Discover the Flow Velocity of a River with this Boat Trip Calculus Problem

[pringless]

A river flows with a uniform velocity v. A person in a motorboat travels 1.13 km upstream, at which time a log is seen floating by. The person continues to travel upstream for 68.4 min at the same speed and then returns downstream to the starting point, where the same log is seen again. Find the flow velocity of the river. Assume the speed of the boat with respect to the water is constant throughout the entire trip. (Hint: The time of travel of the boat after it meets the log equals the time of travel of the log.) Answer in units of m/s

 

[StephenPrivitera]

First set up a coordinate system. Let the direction of the stream be positive. Set up an equation that will yield the unknown quanitity, in this case, the velocity of the stream (v_s, I assume wrt the shore). Work with the fact that v_s=d_log/dt, where d_log is the displacement of the log downstream (which you know) and dt is the time interval it takes the log to travel this distance. Keep in mind that d_log is positive. Other displacements in this problem will be negative. Now, if you can find dt, you're done (it's actually rather tricky). You will have to consider the boater's velocity in determining dt (pay attention to the direction of v_b!). Give that a shot, and let me know what you come up with.

 

[M98Ranger]

To solve this problem, we can use the formula for velocity: v = d/t, where d is the distance traveled and t is the time taken. In this case, we have two distances (1.13 km upstream and 1.13 km downstream) and two times (68.4 min upstream and 68.4 min downstream).

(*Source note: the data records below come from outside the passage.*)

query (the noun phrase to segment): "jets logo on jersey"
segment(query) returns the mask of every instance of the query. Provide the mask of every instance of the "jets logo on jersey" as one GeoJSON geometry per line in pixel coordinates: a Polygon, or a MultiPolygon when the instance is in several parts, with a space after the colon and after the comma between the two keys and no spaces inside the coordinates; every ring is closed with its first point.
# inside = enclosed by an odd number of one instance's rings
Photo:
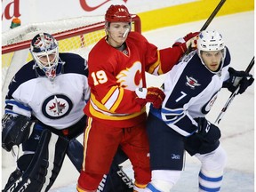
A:
{"type": "Polygon", "coordinates": [[[42,105],[43,114],[51,119],[59,119],[69,114],[73,108],[71,100],[63,94],[48,97],[42,105]]]}
{"type": "Polygon", "coordinates": [[[197,83],[197,81],[191,77],[191,76],[186,76],[186,78],[187,78],[187,83],[186,84],[188,85],[189,87],[191,87],[192,89],[195,89],[196,86],[200,86],[201,84],[197,83]]]}

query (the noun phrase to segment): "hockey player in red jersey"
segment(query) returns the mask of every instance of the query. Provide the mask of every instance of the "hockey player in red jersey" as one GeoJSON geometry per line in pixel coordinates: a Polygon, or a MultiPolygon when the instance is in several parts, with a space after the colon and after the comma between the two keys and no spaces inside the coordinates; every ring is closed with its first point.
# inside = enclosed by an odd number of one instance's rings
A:
{"type": "Polygon", "coordinates": [[[105,15],[107,36],[89,53],[91,98],[84,109],[88,120],[79,192],[96,191],[118,146],[132,164],[134,191],[143,191],[151,180],[145,105],[157,108],[164,99],[161,89],[147,88],[146,72],[168,72],[197,38],[190,33],[178,46],[158,50],[131,31],[131,19],[124,5],[111,5],[105,15]]]}

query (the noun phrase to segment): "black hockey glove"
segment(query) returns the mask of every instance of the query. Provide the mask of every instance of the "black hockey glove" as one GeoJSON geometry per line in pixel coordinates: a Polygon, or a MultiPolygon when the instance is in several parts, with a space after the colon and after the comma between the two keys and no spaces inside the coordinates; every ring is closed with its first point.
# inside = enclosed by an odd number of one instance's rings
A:
{"type": "Polygon", "coordinates": [[[29,136],[31,124],[30,118],[25,116],[4,114],[2,119],[2,148],[11,151],[14,145],[26,140],[29,136]]]}
{"type": "Polygon", "coordinates": [[[198,136],[209,143],[216,142],[221,136],[220,130],[216,125],[211,124],[204,117],[196,119],[198,123],[198,136]]]}
{"type": "Polygon", "coordinates": [[[228,72],[230,77],[223,83],[222,87],[228,88],[231,92],[234,92],[240,85],[238,93],[242,94],[254,81],[252,76],[245,71],[236,71],[233,68],[229,68],[228,72]]]}

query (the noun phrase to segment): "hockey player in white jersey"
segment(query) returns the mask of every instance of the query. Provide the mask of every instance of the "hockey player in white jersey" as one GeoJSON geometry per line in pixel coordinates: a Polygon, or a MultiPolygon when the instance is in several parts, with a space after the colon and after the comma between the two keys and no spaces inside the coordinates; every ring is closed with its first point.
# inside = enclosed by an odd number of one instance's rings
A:
{"type": "MultiPolygon", "coordinates": [[[[82,167],[84,148],[76,138],[86,124],[87,62],[77,54],[59,53],[56,39],[47,33],[32,39],[30,51],[34,60],[15,74],[5,99],[2,147],[11,151],[22,143],[24,154],[3,191],[48,191],[66,155],[78,172],[82,167]]],[[[132,191],[118,167],[127,157],[117,154],[99,191],[132,191]]]]}
{"type": "Polygon", "coordinates": [[[184,150],[202,163],[198,190],[220,190],[227,156],[220,145],[220,130],[205,116],[222,87],[234,92],[239,84],[238,93],[243,93],[254,80],[229,63],[230,54],[221,35],[215,30],[202,31],[197,50],[167,74],[162,108],[151,106],[147,123],[152,180],[146,191],[172,191],[183,169],[184,150]]]}

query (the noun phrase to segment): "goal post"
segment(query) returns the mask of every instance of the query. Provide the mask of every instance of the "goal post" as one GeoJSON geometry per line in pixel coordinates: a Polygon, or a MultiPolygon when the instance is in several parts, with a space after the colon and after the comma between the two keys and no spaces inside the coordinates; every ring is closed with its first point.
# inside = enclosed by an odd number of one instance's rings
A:
{"type": "MultiPolygon", "coordinates": [[[[136,14],[132,16],[132,30],[141,33],[140,19],[136,14]]],[[[106,36],[104,16],[32,23],[2,33],[2,115],[8,85],[15,73],[32,60],[31,40],[40,32],[49,33],[56,38],[60,52],[74,52],[87,59],[93,45],[106,36]]],[[[2,154],[2,167],[10,165],[4,154],[2,154]]]]}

We can set up the following equations:

1.13 km = v * (68.4 min)
1.13 km = v * (68.4 min)

Solving for v in both equations, we get:

v = 1.13 km/68.4 min = 0.0165 km/min

Since we want the velocity in m/s, we need to convert km/min to m/s by multiplying by 1000 m/km and dividing by 60 min/h:

v = (0.0165 km/min * 1000 m/km)/60 min/h = 0.275 m/s

Therefore, the flow velocity of the river is 0.275 m/s. This means that for every second, the river moves 0.275 meters downstream. This boat trip calculus problem gives us a practical application of the velocity formula and shows how it can be used to determine the flow velocity of a river.